Wir hatten mit dem Test in den Niederlanden nicht direkt etwas zu tun, aber natürlich haben auch wir in Deutschland reagiert und ein Hygienekonzept entwickelt. Wir wollen unseren Gästen auch weiterhin den gewohnten Genuss bieten, dabei aber Gäste und Mitarbeiter schützen. Auch wenn unsere Restaurants mit Abstandsregeln und Mund-Nasen-Schutz im ersten Moment vielleicht ungewohnt wirken, wir sind glücklich, Gäste nun auch wieder vor Ort begrüßen zu dürfen. Und dem ersten Feedback nach sind auch unsere Gäste froh, wieder bei uns essen zu können.

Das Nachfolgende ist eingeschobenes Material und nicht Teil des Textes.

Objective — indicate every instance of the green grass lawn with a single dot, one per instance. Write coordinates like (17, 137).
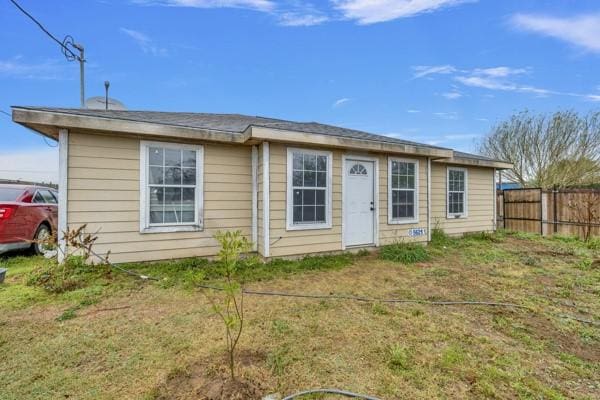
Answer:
(115, 336)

McDonald’s hat ja eine 60-seitige Broschüre an die Franchise-Nehmer verteilt, in der die Sicherheitsmaßnahmen für den Re-Start aufgeführt sind. Was sind aus Ihrer Sicht die Keywords in diesem Dokument?
Ein zentrales Stichwort, das seit Corona für ganz Deutschland gilt, und damit natürlich auch für uns, ist Abstand. Wir haben gemeinsam mit einem namhaften Hygieneexperten ein Maßnahmenpaket erarbeitet. Darin enthalten sind, neben zusätzlichen Hygienemaßnahmen und Infomaterialien für die Gäste, auch bauliche Veränderungen wie Plexiglasscheiben oder Trennwände. Außerdem richten wir uns natürlich nach den jeweiligen lokalen Verordnungen, wenn es beispielsweise um Mund-Nasen-Schutz oder die Erfassung von Kontaktdaten unserer Gäste geht.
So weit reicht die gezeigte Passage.